La historia la cuenta el propio Neruda: "Reconozco que miré mucho las frutas y las legumbres ilustres de nuestra Vega Central. Sin ver hombres ni mujeres. Nunca me había fijado en la muchedumbre de gente que transporta, que sube y baja con los sacos, que pulula y se derrama junto a la catedral de la verdura. Terminé la lectura. Entonces se produjo el hecho más importante de mi carrera literaria. Algunos aplaudían. Otros bajaban la cabeza. Luego todos miraron a un hombre, tal vez el dirigente sindical.

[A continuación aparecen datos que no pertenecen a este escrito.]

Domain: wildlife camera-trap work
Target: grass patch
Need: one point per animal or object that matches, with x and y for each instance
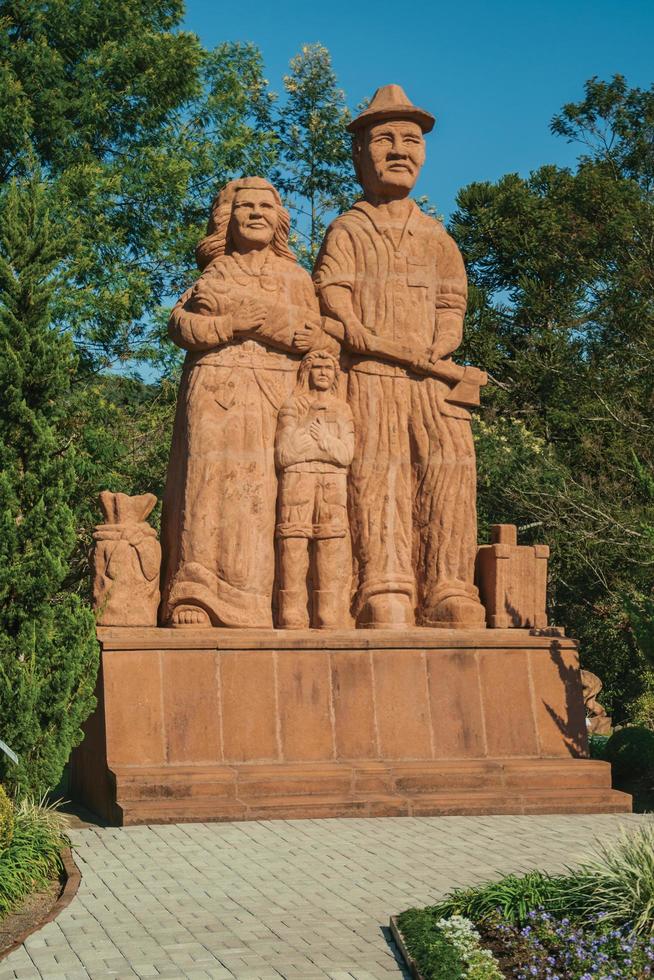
(33, 857)
(594, 921)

Este hombre se levantó igual a los otros con su saco a la cintura, con sus grandes manos en el banco, mirándome me dijo: 'Compañero Pablo, somos gente muy olvidada, nosotros, puedo decirle, nunca habíamos sentido una emoción tan grande. Nosotros queremos...'. Y rompió a llorar, con sollozos que lo sacudían. Muchos de los que estaban junto a él también lloraban. Sentí la garganta anudada por un sentimiento incontenible. La retórica y poética de nuestro tiempo no sale de los libros. Sale de estas reuniones en que el poeta se enfrenta por primera vez con el pueblo".

Así, hoy y siempre, La Vega atrae con su griterío de mercaderías a compradores y amantes del patrimonio que entienden ese rincón como un santuario callejero.